C’est d’ailleurs sur ce point précis que nous nous accrochons et se perdre dans ce dédale d’épreuves ne nous diminue pas l’espoir d’une issue plus concrète, mais le temps fait son travail et répéter toutes les trois semaines le même rite ne nous procure pas un sentiment d’avancer, bien au contraire.
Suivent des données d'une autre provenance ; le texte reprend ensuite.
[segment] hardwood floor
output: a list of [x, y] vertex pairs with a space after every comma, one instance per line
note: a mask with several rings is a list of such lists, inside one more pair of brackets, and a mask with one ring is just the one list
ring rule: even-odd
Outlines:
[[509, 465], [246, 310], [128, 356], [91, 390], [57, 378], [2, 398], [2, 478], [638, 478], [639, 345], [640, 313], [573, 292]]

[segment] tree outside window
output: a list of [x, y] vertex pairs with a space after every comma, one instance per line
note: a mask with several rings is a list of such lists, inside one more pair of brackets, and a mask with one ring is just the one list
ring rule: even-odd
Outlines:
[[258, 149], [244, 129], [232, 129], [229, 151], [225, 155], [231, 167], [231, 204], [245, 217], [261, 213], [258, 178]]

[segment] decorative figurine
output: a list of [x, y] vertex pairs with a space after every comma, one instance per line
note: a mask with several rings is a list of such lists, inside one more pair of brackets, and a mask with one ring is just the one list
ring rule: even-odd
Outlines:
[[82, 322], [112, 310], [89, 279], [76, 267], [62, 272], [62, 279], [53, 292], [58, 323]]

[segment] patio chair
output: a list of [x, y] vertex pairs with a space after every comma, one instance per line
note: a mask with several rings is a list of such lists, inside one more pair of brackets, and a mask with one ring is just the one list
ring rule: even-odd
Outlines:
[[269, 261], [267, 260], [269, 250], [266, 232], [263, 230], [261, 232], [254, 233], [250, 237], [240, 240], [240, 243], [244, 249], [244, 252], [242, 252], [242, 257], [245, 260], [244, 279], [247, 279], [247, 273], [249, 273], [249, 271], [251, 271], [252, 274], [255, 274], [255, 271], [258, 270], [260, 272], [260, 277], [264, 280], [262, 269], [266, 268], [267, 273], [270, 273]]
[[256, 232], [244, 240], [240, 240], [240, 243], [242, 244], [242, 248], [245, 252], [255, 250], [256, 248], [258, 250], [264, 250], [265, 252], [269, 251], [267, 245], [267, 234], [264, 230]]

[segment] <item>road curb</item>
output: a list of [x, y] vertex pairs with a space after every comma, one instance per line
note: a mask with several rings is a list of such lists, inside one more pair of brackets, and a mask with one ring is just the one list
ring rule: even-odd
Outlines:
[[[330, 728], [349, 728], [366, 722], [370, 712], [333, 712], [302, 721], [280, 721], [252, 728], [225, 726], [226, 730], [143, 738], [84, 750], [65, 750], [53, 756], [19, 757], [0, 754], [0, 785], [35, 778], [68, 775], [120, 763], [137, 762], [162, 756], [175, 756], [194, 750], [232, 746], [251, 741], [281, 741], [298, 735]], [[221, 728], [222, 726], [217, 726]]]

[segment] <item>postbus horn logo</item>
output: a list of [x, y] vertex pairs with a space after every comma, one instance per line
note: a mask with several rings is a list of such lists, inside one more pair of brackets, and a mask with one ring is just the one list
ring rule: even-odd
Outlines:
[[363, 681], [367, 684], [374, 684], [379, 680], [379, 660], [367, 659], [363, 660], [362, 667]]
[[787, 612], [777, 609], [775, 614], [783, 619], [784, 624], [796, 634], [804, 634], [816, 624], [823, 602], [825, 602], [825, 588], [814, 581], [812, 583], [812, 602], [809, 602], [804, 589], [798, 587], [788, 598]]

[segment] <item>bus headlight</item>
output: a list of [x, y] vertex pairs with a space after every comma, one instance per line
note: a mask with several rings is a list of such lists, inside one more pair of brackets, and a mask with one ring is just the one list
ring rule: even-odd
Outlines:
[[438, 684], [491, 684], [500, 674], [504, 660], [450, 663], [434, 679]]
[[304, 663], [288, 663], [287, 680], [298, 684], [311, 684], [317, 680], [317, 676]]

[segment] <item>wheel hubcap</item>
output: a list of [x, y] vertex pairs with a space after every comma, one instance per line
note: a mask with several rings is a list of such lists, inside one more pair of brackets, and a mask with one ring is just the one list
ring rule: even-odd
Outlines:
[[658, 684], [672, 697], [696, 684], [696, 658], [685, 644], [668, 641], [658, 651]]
Dans ce labyrinthe, il faut respecter chaque étape, comme au premier jour du traitement. Passé l’attente interminable dans la salle du même nom, on peut commencer le jeu. Un premier petit débriefe avec le secrétariat d’accueil pour vérifier le poids, et l’identité. Ensuite, muni d’un bracelet d’identification on peut enfin jouer dans les couloirs tout en respectant l’ordre d’appel par son n°. Bureau 4 pour l’entretien avec une médecin généraliste, afin de faire l’inventaire de mon vécu sur la dernière période hors du labyrinthe. Ensuite je peux me déplacer dans ces couloirs qui tournent en boucle et vous ramènent tous au même point. Au bout de certains espaces il y a des portes vitrées avec à l’extérieur, un jardin de plantes méditerranéennes, mais l’accès est limité aux secours et nous devons retrouver la chambre 10 avant qu’elle ne soit prise par un autre occupant.
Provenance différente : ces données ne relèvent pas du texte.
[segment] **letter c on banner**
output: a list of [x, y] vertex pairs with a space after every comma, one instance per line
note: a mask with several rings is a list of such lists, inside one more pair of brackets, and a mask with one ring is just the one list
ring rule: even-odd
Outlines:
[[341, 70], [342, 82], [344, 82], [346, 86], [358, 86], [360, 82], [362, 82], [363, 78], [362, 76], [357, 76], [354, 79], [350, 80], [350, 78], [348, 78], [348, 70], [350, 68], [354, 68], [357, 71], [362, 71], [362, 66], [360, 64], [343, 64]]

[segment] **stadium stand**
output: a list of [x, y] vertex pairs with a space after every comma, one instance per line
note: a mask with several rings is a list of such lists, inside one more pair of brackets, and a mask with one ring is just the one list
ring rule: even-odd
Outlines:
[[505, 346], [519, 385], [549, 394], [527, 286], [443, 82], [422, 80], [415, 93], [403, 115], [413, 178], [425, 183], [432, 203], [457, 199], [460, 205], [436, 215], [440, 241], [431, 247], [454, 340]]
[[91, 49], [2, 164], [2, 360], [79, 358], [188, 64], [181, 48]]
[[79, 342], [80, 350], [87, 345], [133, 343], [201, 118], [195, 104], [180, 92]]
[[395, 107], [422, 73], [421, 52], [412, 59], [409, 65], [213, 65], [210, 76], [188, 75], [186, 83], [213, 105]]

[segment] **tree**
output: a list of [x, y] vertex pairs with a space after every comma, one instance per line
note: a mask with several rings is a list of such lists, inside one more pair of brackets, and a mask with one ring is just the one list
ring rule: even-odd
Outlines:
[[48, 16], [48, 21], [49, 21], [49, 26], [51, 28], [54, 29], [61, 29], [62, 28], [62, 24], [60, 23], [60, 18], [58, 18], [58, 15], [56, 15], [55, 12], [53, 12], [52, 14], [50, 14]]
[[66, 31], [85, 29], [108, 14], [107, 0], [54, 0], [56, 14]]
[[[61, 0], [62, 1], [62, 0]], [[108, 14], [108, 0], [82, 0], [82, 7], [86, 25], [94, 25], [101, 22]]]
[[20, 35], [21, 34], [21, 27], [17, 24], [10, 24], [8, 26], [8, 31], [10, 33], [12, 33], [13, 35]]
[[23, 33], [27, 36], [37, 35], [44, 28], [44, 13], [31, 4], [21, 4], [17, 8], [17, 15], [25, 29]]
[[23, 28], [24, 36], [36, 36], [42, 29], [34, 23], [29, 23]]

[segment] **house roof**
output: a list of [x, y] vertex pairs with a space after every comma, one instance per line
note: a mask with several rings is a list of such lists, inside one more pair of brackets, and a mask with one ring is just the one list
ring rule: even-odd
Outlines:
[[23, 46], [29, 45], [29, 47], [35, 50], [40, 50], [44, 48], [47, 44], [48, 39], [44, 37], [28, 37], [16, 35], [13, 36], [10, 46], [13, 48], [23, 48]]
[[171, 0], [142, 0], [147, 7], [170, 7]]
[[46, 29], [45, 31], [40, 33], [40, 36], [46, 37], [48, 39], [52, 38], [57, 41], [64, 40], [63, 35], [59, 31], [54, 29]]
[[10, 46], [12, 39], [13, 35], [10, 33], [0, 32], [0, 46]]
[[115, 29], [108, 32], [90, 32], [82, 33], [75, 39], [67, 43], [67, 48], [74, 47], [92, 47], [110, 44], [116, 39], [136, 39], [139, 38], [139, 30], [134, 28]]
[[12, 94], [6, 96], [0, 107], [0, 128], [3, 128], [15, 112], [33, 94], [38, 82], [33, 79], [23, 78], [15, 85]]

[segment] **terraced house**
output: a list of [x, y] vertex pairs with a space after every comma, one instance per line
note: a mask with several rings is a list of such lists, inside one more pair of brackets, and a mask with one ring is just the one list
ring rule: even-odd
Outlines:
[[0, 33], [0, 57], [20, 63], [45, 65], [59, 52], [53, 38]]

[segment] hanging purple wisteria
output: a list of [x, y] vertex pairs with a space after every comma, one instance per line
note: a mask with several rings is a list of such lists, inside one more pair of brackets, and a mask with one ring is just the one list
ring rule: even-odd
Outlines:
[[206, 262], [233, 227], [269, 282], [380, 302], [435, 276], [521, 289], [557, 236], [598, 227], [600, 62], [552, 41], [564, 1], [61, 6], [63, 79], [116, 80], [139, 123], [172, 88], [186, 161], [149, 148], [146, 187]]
Un autre couloir m’avait, il y a déjà deux ans, amené dans une salle commune, avec comme dans une arène, au centre, un homme équipé d’aiguilles et de chariots remplis de fioles diverses. Autour, en étoile, des cabines individuelles avec un confort sommaire et un fauteuil de torture. Une fois sanglé sur ce fauteuil, point de possibilité de fuir et le spectacle de la souffrance des autres malades comme passe-temps.
J’ai un souvenir précis de ce moment et sais depuis à quel carrefour il faut éviter de bifurquer pour subir cette misère.
La chambre 10 est identique à la 8 et à La 9 qui elles-mêmes sont identiques à la 2 et à la 18. Murs blancs, lit blanc, sol et porte gris. Au plafond, le dessin d’un labyrinthe basique très régulier, composé de carrés et d’espaces de grilles d’aération.
Une fois installé, une infirmière vient vérifier mon identité que je dois lui décliner à voix haute et sans hésitation. C’est seulement dans ces conditions que j’aurai droit à ma dose qui pour le moment est en préparation dans la cuisine du pharmacien. Elle me connecte au système par le biais de ma chambre implantée et me fait patienter avec une prémédication qui va rapidement diffuser un certain brouillard dans mon espace resté conscient.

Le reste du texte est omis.